If there's a prompt template or config that the package uses, read it. Don't assume you know what a scale means — confirm it.

### Step 5 — Sanity-check against expectations

Write down (to the user, in one sentence) what you expected to see and what you actually saw. If they match, say so briefly and move on. If they don't, **do not theorize until you've explained the mismatch distributionally**:

- Is the mismatch concentrated in a subset of rows?
- Does it disappear if you drop mass points or missing codes?
- Is one group systematically over/under-represented?
- Is there a data-entry or encoding issue?

Only after the distributional story is clear should you reach for substantive explanations.

## The cardinal rule

**When a result surprises you, your first move is `.describe()`, not a theory.**

If you find yourself writing "one possible explanation is..." before you've looked at the distribution of the variables involved, stop and go back to Step 1.

## Common failure modes (things I have actually done)

- Interpreted a correlation matrix without checking that one column was 56% zeros.
- Wrote a historical explanation for a sign reversal without checking how many observations were on each side of zero.
- Trusted my mental model of a package's scale convention without reading the prompt template that was literally shipped with the package.
- Suggested "demean the residuals" as a workaround when the real issue was a mass point that needed a zero-inflated model or a selection-on-presence analysis.
- Claimed a pipeline was correct because a log line said "100% match" without checking what the match rate was measuring.

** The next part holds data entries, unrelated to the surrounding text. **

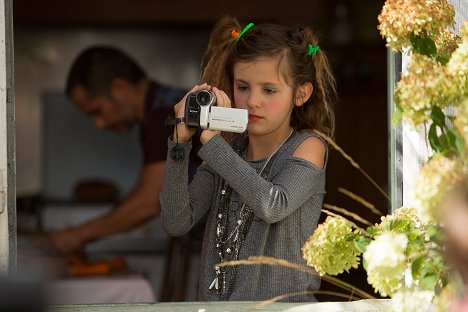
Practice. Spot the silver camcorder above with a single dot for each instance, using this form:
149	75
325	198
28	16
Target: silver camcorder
201	111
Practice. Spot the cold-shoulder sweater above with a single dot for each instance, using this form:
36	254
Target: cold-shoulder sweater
286	209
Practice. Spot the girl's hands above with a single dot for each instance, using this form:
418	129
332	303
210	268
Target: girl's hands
222	100
183	133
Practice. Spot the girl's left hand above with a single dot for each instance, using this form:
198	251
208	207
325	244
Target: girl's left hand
222	100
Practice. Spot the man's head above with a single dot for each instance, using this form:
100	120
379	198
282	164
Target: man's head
104	83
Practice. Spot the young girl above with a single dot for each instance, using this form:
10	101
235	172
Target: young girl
263	191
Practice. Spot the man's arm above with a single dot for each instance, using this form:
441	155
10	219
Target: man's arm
141	205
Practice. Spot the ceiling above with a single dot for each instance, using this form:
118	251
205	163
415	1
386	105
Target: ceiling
153	12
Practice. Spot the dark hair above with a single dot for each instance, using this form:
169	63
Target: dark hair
96	67
297	67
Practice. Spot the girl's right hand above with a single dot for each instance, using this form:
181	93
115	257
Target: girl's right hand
183	133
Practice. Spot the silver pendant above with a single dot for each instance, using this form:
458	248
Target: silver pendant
214	284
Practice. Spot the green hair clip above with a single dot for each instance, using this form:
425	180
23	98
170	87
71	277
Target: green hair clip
250	25
312	49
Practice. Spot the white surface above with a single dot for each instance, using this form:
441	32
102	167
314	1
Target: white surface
89	290
367	305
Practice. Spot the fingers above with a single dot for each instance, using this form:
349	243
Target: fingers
222	99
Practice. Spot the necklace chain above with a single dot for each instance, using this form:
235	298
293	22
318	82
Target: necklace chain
228	246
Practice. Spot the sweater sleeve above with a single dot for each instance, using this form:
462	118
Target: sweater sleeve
183	205
297	181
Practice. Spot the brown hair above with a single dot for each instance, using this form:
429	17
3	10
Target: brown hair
272	40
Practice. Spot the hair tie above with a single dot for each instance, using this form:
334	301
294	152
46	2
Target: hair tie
250	25
234	33
312	49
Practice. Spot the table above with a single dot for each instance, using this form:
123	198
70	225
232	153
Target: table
366	305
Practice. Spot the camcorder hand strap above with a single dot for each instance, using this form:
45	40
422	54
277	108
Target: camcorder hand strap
171	120
177	152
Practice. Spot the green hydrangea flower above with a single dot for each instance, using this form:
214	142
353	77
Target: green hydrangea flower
330	250
401	18
385	262
427	84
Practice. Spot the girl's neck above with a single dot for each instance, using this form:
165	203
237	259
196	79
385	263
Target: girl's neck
261	147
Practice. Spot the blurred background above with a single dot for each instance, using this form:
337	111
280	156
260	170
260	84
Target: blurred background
57	147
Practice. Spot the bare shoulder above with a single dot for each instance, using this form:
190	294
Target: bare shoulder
313	150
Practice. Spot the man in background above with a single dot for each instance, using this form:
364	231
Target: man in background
109	87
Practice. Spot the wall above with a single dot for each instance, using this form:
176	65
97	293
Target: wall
42	57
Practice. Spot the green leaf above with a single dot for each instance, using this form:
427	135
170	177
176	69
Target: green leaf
442	59
416	266
372	230
362	243
397	224
428	282
438	116
397	116
434	138
423	45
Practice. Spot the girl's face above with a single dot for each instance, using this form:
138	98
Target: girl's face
260	88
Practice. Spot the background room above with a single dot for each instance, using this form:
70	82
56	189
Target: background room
57	148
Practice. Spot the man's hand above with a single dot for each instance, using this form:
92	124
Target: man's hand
66	241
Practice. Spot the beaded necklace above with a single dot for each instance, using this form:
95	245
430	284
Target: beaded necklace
228	245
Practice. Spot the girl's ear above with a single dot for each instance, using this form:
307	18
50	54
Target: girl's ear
303	93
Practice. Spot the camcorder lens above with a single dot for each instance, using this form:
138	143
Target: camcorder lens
204	97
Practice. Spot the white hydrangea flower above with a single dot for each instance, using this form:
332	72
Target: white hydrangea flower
385	262
413	301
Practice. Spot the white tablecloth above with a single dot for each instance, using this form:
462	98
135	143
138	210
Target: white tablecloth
90	290
367	305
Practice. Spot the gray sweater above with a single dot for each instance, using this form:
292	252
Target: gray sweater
286	207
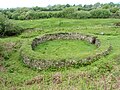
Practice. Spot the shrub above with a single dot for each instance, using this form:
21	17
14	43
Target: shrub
68	12
100	13
82	15
7	28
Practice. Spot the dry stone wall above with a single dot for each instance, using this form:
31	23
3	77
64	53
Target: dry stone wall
46	64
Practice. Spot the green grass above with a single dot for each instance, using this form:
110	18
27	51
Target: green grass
103	73
64	49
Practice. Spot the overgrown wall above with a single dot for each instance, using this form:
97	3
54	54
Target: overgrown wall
45	64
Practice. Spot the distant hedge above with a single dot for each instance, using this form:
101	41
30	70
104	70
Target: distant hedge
71	13
7	28
100	13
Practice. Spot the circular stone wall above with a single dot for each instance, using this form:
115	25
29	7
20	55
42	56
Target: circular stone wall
45	64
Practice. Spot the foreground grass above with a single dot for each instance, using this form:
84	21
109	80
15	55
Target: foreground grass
103	74
64	49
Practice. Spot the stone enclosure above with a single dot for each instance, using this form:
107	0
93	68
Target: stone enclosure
46	64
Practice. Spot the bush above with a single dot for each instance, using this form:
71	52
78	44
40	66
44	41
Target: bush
68	12
7	28
100	13
82	15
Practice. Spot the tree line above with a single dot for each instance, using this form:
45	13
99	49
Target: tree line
98	10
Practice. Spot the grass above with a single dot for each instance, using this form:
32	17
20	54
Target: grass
103	73
64	49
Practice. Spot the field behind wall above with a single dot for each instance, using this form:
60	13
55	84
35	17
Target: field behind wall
103	74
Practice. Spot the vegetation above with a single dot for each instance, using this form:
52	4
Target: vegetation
65	11
7	28
99	75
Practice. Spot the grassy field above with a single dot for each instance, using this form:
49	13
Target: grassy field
103	74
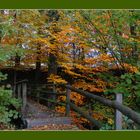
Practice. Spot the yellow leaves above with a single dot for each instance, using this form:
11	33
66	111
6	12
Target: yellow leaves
110	121
56	79
130	68
62	98
60	109
99	86
72	73
77	98
98	116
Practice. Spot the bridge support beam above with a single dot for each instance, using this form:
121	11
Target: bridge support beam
24	96
118	114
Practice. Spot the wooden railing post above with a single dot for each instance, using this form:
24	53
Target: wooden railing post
68	91
24	95
19	91
38	96
90	111
118	114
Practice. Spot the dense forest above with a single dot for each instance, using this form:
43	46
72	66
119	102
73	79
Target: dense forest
97	51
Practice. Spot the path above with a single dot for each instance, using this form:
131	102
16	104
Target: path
39	117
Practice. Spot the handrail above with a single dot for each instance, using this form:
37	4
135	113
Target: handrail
22	81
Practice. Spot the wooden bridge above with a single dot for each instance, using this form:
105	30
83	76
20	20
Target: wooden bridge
22	91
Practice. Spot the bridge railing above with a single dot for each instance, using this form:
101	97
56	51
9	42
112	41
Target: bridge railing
20	89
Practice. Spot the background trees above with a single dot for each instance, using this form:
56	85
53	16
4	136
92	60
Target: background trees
95	50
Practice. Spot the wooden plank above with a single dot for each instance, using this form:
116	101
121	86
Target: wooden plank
19	91
67	102
24	96
87	116
118	114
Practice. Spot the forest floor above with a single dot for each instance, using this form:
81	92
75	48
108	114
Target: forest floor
39	117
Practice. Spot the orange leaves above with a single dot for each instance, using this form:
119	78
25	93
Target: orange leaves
60	109
56	79
98	86
130	68
77	98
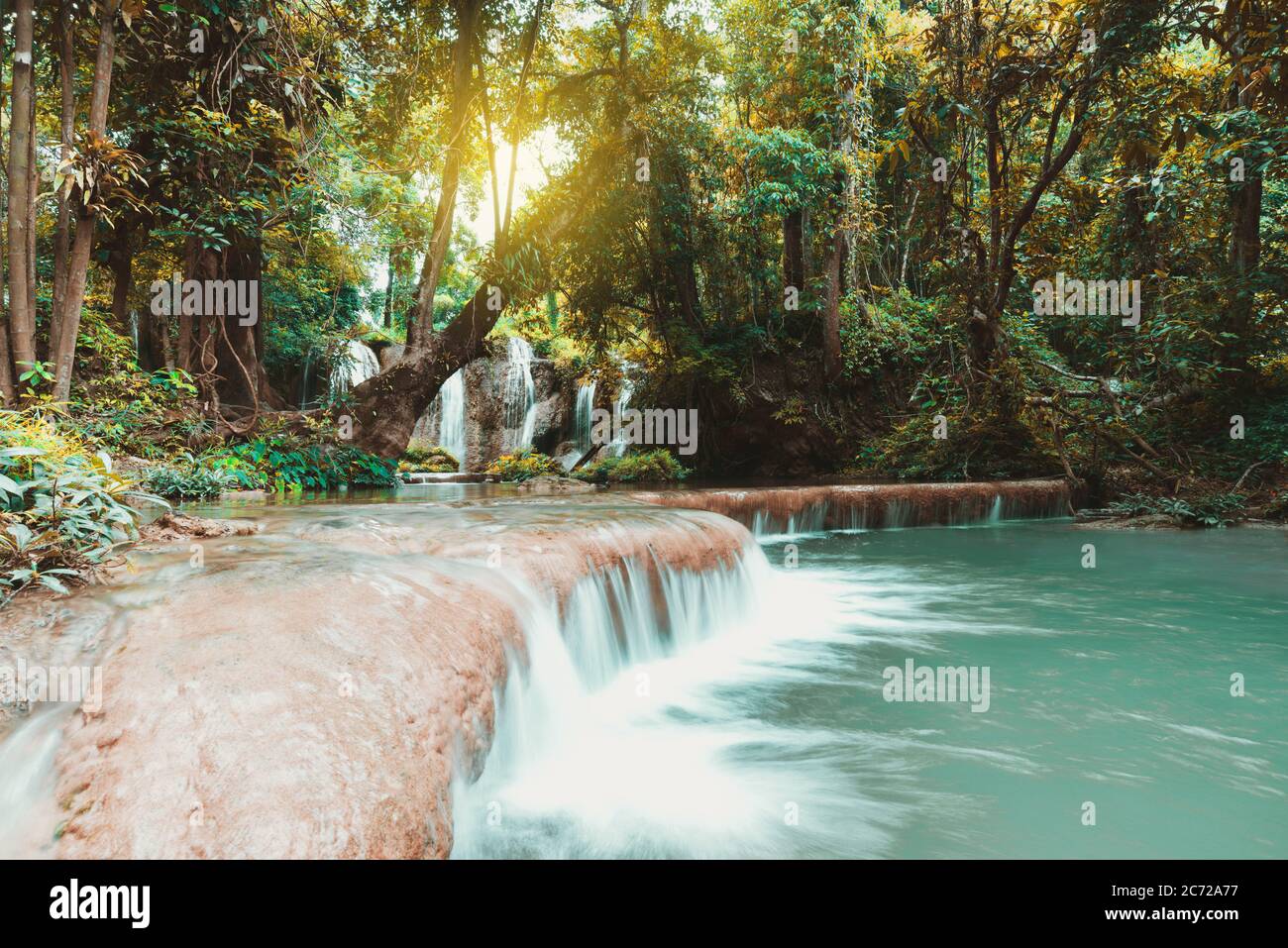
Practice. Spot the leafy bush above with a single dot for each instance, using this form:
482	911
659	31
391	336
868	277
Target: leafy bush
1211	510
188	479
645	467
296	463
524	466
62	510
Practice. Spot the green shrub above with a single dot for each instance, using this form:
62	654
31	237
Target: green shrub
524	466
300	463
62	511
647	467
188	479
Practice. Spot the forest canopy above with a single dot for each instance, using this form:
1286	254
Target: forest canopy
1054	230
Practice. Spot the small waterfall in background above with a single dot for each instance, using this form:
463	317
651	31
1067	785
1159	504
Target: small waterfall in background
357	365
616	736
583	415
305	380
623	398
451	416
520	395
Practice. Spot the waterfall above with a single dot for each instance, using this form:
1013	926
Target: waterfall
612	736
583	416
520	395
451	416
623	397
356	366
304	378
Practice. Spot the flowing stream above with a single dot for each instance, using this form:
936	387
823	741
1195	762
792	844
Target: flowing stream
450	416
741	711
758	727
520	395
583	415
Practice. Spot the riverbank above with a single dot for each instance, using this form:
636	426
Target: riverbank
326	685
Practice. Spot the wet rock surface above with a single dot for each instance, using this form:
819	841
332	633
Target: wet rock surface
314	687
172	526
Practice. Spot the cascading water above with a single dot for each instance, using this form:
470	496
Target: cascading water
614	737
520	395
451	415
583	415
734	710
359	365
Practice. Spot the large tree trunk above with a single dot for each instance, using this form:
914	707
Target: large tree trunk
385	407
67	128
832	308
420	329
22	317
67	326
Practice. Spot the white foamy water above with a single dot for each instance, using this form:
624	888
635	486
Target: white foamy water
629	732
520	395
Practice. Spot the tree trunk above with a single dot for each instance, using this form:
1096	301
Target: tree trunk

## Output format when invoked explicitly

If the user runs `/first-look <path>`, produce a short report:

```
## First-Look Report: <filename>

**Shape**: N rows × K columns
**Key columns inspected**: [list]

**Flags** (things worth knowing before analysis):
- <column>: <issue, e.g. "34% mass at 0 — likely 'absent' category per codebook">
- <column>: <issue>

**Documentation found**: <paths to codebooks, READMEs, prompt templates>

**Expected vs. observed**: <one sentence on whether the data matches naive expectations>

**Recommended next step**: <one concrete action>
```

Keep it under 20 lines unless the user asks for more detail.